In de Tw wordt aangegeven dat de wegbeheerder verplicht kan worden wortels te snoeien om belangen van kabels en leidingen te waarborgen. Daarvoor dient een schriftelijk en gemotiveerd verzoek te worden gedaan. De Tw vereist namelijk dat de wortels die redelijkerwijs hinderlijk zijn of worden voor de aanleg, instandhouding of exploitatie van het telecommunicatienetwerk ingekort dienen te worden. GS hebben de voorkeur om de bomen zoveel mogelijk in stand te houden, bijvoorbeeld door een alternatief tracé te bespreken of de kabel onder de boom door te boren.

Kabels en leidingen die niet (meer) gebruikt worden vallen niet onder de gedoogplicht van de Tw. Deze leidingen hoeven niet gedoogd te worden en de eigenaar van de grond kan de aanbieder vragen deze kabels en leidingen te verwijderen. De provincie zal echter niet verlangen dat deze direct worden verwijderd. In geval er kabels- en leidingen worden aangelegd of er reparaties aan worden uitgevoerd kunnen GS bepalen dat kabels die op dezelfde locatie liggen en die buiten gebruik zijn of worden gesteld verwijderd dienen te worden.

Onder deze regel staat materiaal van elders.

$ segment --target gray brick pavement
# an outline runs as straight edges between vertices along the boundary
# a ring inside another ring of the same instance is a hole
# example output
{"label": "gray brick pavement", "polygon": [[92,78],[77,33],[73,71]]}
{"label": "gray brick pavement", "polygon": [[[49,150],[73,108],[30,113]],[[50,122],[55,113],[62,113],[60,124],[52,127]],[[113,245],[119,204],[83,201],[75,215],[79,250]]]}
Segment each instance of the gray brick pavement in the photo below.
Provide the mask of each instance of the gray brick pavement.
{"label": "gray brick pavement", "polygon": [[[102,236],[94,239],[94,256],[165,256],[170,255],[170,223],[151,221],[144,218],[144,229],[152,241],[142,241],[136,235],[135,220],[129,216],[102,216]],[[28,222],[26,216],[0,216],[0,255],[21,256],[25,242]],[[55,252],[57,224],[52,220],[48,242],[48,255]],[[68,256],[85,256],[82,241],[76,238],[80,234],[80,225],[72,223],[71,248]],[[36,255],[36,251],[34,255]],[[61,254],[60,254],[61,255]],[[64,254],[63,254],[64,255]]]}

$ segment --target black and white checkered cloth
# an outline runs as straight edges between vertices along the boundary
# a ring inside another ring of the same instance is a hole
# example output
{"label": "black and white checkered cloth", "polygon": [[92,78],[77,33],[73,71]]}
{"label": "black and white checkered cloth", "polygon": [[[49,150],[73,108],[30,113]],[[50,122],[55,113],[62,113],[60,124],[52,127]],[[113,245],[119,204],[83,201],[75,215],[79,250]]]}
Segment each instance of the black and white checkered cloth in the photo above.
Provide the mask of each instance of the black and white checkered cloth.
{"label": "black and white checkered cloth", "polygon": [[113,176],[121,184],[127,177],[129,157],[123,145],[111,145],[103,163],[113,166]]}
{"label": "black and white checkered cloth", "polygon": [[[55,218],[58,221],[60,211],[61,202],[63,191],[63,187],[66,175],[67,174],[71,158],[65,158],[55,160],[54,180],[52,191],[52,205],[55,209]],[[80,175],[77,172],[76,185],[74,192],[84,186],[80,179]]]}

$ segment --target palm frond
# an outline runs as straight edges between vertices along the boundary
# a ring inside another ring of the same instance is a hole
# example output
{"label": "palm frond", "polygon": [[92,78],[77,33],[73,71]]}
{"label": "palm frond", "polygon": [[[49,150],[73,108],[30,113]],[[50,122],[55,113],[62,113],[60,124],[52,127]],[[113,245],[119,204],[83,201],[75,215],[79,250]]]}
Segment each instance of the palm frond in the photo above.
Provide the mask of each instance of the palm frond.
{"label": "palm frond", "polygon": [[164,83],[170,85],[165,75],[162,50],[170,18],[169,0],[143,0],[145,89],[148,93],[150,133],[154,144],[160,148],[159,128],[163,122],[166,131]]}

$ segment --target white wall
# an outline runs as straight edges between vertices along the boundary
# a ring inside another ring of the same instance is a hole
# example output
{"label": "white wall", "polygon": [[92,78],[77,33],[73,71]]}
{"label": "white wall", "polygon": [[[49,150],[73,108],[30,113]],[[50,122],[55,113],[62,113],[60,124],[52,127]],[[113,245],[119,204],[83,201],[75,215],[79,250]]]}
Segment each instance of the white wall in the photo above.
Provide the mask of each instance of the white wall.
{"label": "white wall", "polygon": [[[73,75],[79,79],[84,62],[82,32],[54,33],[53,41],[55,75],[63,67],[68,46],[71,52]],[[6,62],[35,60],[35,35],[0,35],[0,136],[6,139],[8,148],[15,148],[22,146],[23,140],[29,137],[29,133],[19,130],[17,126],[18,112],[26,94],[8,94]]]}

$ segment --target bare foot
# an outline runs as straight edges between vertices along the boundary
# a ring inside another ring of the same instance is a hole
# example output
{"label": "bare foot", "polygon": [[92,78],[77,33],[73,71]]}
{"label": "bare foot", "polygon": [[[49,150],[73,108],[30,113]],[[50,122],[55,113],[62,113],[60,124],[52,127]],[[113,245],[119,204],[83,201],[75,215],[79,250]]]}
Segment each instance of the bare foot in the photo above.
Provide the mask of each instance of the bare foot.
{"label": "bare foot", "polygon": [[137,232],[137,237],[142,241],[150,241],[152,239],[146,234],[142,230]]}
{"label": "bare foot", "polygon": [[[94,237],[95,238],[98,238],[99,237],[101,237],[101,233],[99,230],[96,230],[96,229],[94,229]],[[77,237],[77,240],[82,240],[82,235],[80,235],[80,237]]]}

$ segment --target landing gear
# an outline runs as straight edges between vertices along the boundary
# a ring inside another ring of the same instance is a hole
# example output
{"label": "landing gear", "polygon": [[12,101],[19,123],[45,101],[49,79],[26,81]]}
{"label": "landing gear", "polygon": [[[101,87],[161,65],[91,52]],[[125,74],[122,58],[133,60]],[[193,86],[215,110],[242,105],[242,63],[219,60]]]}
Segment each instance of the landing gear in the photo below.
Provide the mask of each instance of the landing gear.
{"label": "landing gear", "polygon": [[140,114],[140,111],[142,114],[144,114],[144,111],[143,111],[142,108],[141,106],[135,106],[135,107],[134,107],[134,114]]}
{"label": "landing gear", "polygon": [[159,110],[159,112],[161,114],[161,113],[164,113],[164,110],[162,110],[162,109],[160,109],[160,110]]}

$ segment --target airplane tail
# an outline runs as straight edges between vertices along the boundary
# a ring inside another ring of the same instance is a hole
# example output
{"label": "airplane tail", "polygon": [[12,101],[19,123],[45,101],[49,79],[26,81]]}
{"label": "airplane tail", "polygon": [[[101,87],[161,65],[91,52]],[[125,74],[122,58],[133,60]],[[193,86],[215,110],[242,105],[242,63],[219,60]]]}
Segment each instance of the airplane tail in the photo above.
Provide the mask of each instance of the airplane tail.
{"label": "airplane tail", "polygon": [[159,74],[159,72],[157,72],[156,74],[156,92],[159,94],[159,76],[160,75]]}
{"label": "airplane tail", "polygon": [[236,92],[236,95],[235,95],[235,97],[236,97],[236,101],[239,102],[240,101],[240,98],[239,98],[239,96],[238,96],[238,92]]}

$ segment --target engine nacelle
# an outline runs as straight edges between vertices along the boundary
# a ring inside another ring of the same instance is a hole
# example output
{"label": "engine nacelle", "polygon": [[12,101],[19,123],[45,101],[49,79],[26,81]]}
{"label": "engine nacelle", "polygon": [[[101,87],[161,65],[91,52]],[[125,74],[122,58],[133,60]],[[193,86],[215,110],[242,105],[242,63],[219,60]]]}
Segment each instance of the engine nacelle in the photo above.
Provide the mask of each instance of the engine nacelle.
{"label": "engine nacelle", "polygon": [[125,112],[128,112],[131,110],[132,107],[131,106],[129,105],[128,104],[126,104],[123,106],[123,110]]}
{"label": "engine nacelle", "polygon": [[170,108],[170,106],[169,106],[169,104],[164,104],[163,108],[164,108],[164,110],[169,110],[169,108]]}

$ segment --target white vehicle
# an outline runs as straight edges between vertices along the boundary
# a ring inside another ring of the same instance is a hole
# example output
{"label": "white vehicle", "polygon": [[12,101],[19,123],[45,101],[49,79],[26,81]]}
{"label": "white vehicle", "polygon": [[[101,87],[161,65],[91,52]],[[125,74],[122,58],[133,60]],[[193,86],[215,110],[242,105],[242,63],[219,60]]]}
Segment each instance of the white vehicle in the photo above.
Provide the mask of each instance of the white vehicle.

Belemmeringenwet privaatrecht (BP)

Ook op grond van de BP kan een gedoogplicht aan de eigenaar van de grond worden opgelegd. Deze kan door de Minister van Infrastructuur en Waterstaat worden opgelegd als het gaat om een openbaar werk in de zin van artikel 1 BP ten behoeve waarvan gebruik moet worden gemaakt van een onroerende zaak van een ander. De gedoogplicht van de BP gaat echter minder ver dan de Tw.

Ook onder de BP geldt dat de exploitant van de buisleiding in overleg moet treden met de grondeigenaar voordat een gedoogplicht kan worden opgelegd.

Kabels en leidingen die niet (meer) gebruikt worden vallen niet onder de gedoogplicht van de BP. Deze leidingen hoeven niet gedoogd te worden en de eigenaar van de grond kan de aanbieder vragen deze kabels en leidingen te verwijderen.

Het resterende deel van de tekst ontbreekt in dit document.